El conocimiento, motivo de alegría – Entrevista a Dora Barrancos
Dora BarrancosEntrevista realizada por Guadalupe Treibel

«En general, el discurso científico -en el mundo- tiene mucha opacidad. Parece luminoso por los resultados que brinda, pero es opaco respecto a reflexiones sobre sus condiciones de posibilidad, sus alcances, etcétera. Hay cuestiones muy inconmovibles, muy apegadas a formulaciones positivistas -por más disensos que tenga la propia ciencia-«.

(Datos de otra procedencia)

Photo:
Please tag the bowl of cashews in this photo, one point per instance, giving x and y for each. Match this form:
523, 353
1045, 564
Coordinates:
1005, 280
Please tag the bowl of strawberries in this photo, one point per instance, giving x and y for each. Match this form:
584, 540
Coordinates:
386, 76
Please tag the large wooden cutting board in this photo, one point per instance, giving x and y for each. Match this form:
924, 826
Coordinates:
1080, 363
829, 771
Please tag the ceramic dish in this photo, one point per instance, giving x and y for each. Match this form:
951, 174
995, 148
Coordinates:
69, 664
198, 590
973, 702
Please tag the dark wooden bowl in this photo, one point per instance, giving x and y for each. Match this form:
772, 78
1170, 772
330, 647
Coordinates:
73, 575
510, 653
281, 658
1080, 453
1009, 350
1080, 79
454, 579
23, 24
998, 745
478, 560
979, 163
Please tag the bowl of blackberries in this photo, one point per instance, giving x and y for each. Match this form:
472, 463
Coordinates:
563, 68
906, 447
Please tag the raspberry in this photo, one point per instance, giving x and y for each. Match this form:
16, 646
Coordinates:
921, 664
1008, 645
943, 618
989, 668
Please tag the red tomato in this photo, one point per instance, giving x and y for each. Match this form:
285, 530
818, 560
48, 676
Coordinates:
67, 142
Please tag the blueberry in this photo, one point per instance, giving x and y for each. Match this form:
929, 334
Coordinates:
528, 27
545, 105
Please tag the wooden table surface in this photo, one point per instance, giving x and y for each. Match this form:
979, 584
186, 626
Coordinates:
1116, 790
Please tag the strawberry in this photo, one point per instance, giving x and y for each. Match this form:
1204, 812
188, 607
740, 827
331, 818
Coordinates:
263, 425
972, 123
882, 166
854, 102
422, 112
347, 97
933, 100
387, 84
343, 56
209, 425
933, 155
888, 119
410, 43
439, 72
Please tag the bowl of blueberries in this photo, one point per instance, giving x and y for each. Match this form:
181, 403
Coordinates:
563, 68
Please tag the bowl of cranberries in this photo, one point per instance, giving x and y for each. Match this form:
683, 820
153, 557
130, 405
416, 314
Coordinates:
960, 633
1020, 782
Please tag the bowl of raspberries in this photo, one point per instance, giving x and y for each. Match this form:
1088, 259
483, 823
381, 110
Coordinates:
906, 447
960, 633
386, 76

Directora por Ciencias Sociales y Humanidades del Consejo Nacional de Investigaciones Científicas y Técnicas (Conicet), licenciada en Sociología y doctora en Historia, docente, Barrancos es autora de Mujeres en la sociedad argentina. Una historia de cinco siglos, La escena iluminada. Ciencias para trabajadores y Mujeres entre la casa y la plaza, por citar unas pocas obras. Es responsable, además, de capítulos que abogan por la plena inclusión de las mujeres en el sistema científico, tema que la ha ocupado junto a otros de peso, como la historia de la educación, el erotismo, el anarquismo, el sufragio femenino… Miembro del grupo consultor de GenderInSITE, Dora repasa el estado de situación en Ciencia y Técnica y los desafíos vigentes, entre otras cuestiones.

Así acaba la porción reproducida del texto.